Kettners
European Restaurant in Soho
Note, this is now part of Soho House Group and is member's only access..
Kettner’s has lived, surviving four kings and a queen, the blitz, several booms and more than a few busts, Kettner’s has seen it all and is an integral part of the vibrant, glamorous and debauched Soho we know and love today. Originally a series of four Georgian town houses, Kettner’s was first opened as a restaurant by Auguste Kettner, (chef to Napoleon III) in 1867. Popular with deliciously colourful characters of the time including Oscar Wilde, Edward VII, Lillie Langtry, Agatha Christie and Bing Crosby, Kettner’s was renowned for hosting incredibly risqué parties. Gorgeously glamorous, Kettner’s today boasts an all day Brasserie, Cocktail and Champagne Bar and seven Private Dining Rooms available for hire. The Grade II listed building retains much of the original architecture, creating an intimate, homely feel, whilst a recent refurbishment has lovingly restored the space for a modern audience. Don your finest, (or your favourite old cardigan,) and drink, dine and revel with us at Kettner’s.
Kettners can produce good food, as the packed dining room indicates
The last time I visited Kettners the food fell short of my expectations, to the point where on this, my second visit, I have merited a flustering (for me that is) apology from the chef, akin to those moments when the waiter approaches to ask how your meal is and your mouth is full of bread, which sprays out like a firework of crumbs as you try to mumble “lovely, thank you”. Anyway, on this occasion the food is vastly superior, which brings me to the debate of whether it is possible for a kitchen to dramatically improve its standards if a reviewer/blogger/critic is in attendance.
Take for instance the beef bourguignon, which has been cooked for six hours. The result is meat that falls apart immediately when touched, its delicate savouriness highlighted by salty bacon, juicy button mushrooms and sweet carrots. Another French classic, coq au vin, requires similar dedication as the chicken needs to be monitored carefully so that it tenderises. It lacks the teensiest bit of salt but the meat is soft and the buttery parsley mash soaks up the jus nicely; these are not dishes that can be whizzed up in an instant.

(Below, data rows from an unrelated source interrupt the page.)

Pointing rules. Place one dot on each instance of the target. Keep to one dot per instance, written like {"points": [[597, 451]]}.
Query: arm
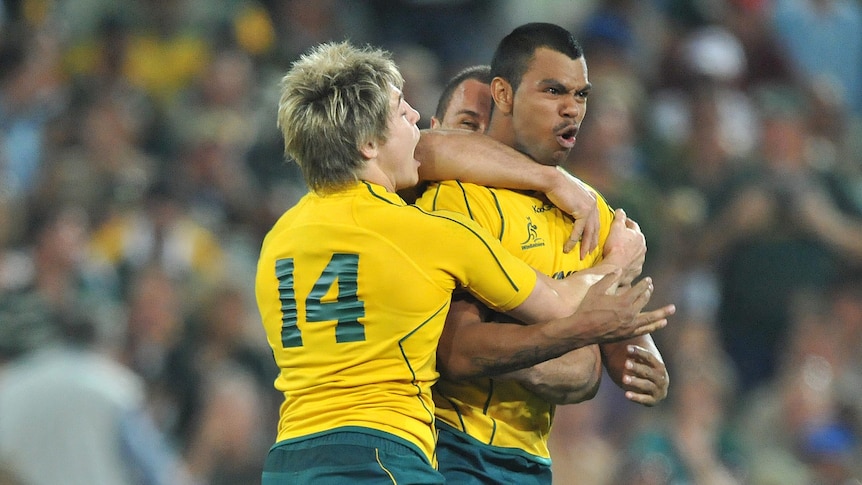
{"points": [[637, 367], [471, 347], [477, 158], [575, 377], [572, 378]]}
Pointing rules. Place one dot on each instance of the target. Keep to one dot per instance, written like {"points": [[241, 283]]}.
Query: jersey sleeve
{"points": [[477, 202], [482, 265]]}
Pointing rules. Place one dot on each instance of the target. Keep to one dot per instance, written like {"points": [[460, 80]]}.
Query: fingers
{"points": [[649, 322], [607, 282], [590, 236], [641, 293], [645, 381], [577, 235]]}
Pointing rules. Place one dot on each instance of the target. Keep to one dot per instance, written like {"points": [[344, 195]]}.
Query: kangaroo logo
{"points": [[533, 240]]}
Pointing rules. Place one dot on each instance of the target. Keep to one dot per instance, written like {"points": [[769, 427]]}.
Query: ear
{"points": [[369, 150], [502, 93]]}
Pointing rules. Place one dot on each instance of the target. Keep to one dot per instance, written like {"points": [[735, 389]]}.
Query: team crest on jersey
{"points": [[533, 240]]}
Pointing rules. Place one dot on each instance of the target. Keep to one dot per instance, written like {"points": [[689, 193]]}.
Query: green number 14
{"points": [[346, 309]]}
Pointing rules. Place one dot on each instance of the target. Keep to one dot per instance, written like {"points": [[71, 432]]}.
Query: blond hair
{"points": [[334, 99]]}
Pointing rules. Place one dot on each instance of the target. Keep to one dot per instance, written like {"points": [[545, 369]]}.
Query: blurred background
{"points": [[140, 167]]}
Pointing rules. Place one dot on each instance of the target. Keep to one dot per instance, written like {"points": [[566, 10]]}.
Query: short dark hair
{"points": [[481, 73], [515, 51]]}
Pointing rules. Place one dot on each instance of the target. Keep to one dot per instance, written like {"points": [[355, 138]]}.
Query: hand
{"points": [[573, 197], [645, 379], [625, 247], [617, 316]]}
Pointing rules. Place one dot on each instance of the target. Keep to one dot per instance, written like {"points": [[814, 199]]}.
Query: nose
{"points": [[412, 114], [570, 107]]}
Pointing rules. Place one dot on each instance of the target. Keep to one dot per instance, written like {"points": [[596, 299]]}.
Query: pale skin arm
{"points": [[477, 158], [575, 376], [637, 367]]}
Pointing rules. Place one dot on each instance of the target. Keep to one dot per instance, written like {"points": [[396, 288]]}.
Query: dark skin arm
{"points": [[637, 367], [465, 349], [480, 159]]}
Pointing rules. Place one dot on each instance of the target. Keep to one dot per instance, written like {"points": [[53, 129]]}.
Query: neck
{"points": [[500, 128], [376, 175]]}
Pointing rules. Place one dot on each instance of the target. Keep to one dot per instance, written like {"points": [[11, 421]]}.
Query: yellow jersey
{"points": [[353, 290], [503, 413]]}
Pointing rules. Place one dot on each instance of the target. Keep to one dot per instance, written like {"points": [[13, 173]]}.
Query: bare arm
{"points": [[477, 158], [575, 376], [569, 379], [637, 367], [471, 347]]}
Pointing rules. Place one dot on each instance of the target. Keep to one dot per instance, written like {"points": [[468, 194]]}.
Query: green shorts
{"points": [[354, 456], [464, 460]]}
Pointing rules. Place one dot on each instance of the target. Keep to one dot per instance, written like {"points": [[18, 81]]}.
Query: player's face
{"points": [[550, 105], [469, 108], [396, 155]]}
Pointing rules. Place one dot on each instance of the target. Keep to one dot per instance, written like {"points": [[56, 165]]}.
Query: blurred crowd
{"points": [[140, 167]]}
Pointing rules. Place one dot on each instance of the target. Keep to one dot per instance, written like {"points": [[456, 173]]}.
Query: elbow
{"points": [[586, 387]]}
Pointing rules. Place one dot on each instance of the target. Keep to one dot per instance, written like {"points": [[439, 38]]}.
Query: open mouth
{"points": [[566, 137]]}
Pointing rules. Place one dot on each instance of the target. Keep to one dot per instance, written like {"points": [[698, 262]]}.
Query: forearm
{"points": [[480, 159], [615, 354], [569, 379]]}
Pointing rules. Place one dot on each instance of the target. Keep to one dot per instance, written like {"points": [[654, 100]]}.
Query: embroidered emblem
{"points": [[533, 240]]}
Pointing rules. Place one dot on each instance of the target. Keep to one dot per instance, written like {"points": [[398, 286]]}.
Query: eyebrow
{"points": [[556, 83]]}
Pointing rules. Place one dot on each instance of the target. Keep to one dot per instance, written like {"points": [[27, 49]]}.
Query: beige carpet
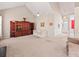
{"points": [[31, 46]]}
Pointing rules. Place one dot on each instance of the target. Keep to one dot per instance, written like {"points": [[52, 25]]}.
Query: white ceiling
{"points": [[67, 7], [42, 7], [6, 5]]}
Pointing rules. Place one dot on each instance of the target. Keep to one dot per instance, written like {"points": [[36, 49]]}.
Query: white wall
{"points": [[77, 22], [47, 19], [57, 24], [0, 26], [15, 14], [55, 19]]}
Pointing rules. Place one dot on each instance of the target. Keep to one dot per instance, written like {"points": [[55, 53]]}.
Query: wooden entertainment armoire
{"points": [[21, 28]]}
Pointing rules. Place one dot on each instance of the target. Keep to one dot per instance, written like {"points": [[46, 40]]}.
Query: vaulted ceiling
{"points": [[42, 7]]}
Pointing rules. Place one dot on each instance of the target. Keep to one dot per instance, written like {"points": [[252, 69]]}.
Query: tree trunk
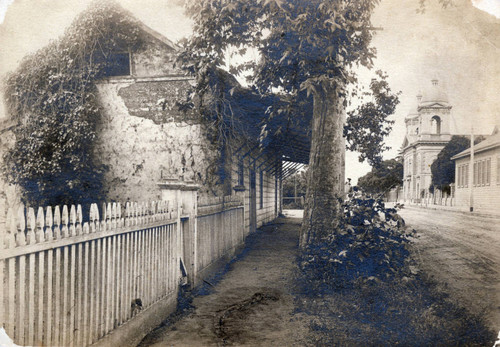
{"points": [[325, 181]]}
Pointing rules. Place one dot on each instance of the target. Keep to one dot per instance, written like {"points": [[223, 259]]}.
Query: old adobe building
{"points": [[146, 143], [427, 132]]}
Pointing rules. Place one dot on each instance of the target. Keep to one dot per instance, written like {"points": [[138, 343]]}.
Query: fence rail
{"points": [[68, 282]]}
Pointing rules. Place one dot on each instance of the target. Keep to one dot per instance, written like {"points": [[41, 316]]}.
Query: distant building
{"points": [[486, 175], [427, 132]]}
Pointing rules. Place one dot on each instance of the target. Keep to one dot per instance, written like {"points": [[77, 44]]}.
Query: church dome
{"points": [[435, 93]]}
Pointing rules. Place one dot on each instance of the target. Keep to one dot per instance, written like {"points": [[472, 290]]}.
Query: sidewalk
{"points": [[251, 305]]}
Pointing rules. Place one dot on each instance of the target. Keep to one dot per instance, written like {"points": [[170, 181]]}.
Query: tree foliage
{"points": [[383, 177], [443, 168], [368, 124], [302, 45], [371, 245], [53, 97]]}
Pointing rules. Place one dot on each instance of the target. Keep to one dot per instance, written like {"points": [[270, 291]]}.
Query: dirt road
{"points": [[252, 304], [463, 251]]}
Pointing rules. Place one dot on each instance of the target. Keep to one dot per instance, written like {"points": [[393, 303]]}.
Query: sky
{"points": [[458, 45]]}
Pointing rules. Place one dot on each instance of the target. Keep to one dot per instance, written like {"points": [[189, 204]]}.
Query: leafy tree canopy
{"points": [[303, 46], [53, 97], [383, 177], [443, 168]]}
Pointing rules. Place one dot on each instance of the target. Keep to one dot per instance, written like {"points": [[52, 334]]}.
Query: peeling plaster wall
{"points": [[140, 147]]}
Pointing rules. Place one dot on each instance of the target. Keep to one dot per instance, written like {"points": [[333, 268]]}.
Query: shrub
{"points": [[371, 244]]}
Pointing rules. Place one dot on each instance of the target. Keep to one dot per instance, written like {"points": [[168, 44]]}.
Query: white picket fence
{"points": [[66, 282], [220, 228], [69, 283]]}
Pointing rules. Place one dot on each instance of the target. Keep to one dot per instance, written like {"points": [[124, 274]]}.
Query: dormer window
{"points": [[116, 64]]}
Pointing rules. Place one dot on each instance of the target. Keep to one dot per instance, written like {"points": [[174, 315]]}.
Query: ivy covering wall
{"points": [[53, 97]]}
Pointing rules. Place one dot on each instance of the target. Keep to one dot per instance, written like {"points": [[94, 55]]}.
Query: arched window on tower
{"points": [[436, 125]]}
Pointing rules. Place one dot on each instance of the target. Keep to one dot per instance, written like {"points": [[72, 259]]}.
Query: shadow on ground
{"points": [[257, 300]]}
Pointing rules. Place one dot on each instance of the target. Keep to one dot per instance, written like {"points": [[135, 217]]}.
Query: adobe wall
{"points": [[9, 194]]}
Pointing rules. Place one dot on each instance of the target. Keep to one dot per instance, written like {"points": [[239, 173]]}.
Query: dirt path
{"points": [[251, 305], [463, 252]]}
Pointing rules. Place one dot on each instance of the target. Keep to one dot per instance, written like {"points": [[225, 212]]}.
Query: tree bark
{"points": [[326, 174]]}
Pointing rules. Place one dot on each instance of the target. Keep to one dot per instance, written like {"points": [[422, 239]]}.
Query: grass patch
{"points": [[409, 312]]}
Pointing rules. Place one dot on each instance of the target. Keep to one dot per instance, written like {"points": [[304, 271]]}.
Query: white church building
{"points": [[427, 132]]}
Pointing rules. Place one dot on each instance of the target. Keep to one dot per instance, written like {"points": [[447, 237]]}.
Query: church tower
{"points": [[427, 132]]}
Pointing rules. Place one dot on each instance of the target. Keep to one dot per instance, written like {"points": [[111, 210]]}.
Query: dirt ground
{"points": [[251, 305], [254, 303], [462, 252]]}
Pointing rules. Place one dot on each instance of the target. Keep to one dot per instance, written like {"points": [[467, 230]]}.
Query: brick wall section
{"points": [[486, 197], [139, 151], [156, 100]]}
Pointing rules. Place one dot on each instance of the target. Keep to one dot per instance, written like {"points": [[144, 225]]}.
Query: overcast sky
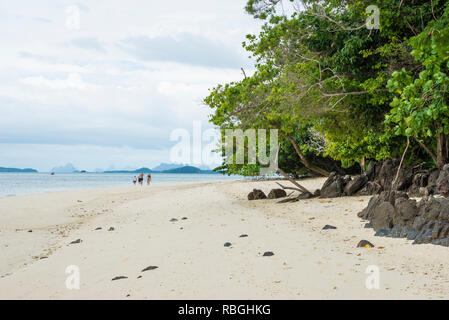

We also like the crunchy flavoursome green beans, the Cornish mussels which arrive in a piping hot creamy sauce with parsley and the refreshing Maldon oysters with the mineral taste of the sea. In fact our only gripe is the bread, which is so tough it has to be pulled like an elastic band to break apart.
Perhaps we should have road tested the crème brulee since last time it was so disastrous, but instead we opt for the lemon tart, a thin pastry base topped with a zesty mousse and partnered with a dollop of crème fraiche, and the alluring – new we are told – white chocolate and champagne mousse on meringue, with strawberry sorbet and a slab of milk chocolate, which combines sweet with zingy.
There is no doubt Kettners is more than capable of producing good food, hence the full dining room tonight.
Reviewed by Leila
Published on May 17, 2011
Great décor, kitchen needs some work
Kettner’s has a remarkable history. Having opened in 1867 (by the chef to Napoleon III no less), it became a favourite haunt of Oscar Wilde and Edward VIII. In more recent years the lavish décor seemed a little at odds with its embodiment of a pizzeria, but it worked nonetheless and became a Soho fixture. Despite its success the days of serving affordable dough-based meals are over, as the menu has changed dramatically to match its flamboyant interior.
Furthermore, Kettner’s have decided to add a touch of kitsch to the proceedings by hosting Chansons & Champagne every Wednesday evening in the glamorous Champagne Bar, where singers dressed in 1940s garb perform swing songs to a well-heeled audience. It’s all incredibly chic, but sadly the Brasserie doesn’t live up to Kettner’s swanky expectations as there are a number of things wrong with the food. The crotin of goat’s cheese may as well be deep fried balls of Philadelphia, while the mild sourness of roast cod is completely at odds with a bland tomato compote that manages to make the mountain of rocket it is served with taste unpleasantly bitter. A starter consisting of thin layers of smoked salmon and potato galette i.e. crispy balls of grated potato and onion is far better, and the tender fillet steak with a peppercorn crust and a delectable port and stilton sauce is also very good. Unfortunately one of the desserts is sacrilegious; the eggs in the crème brulee have been cooked too quickly, resulting in an unappetising curdled mess, and while the banofee pie is tasty it has metamorphosed into a pastry tart with a chopped syrupy banana.
The interior is delightful and the entertainment full of charm, but the kitchen needs improving, particularly seeing as a three course meal for two with wine will set you back around £120.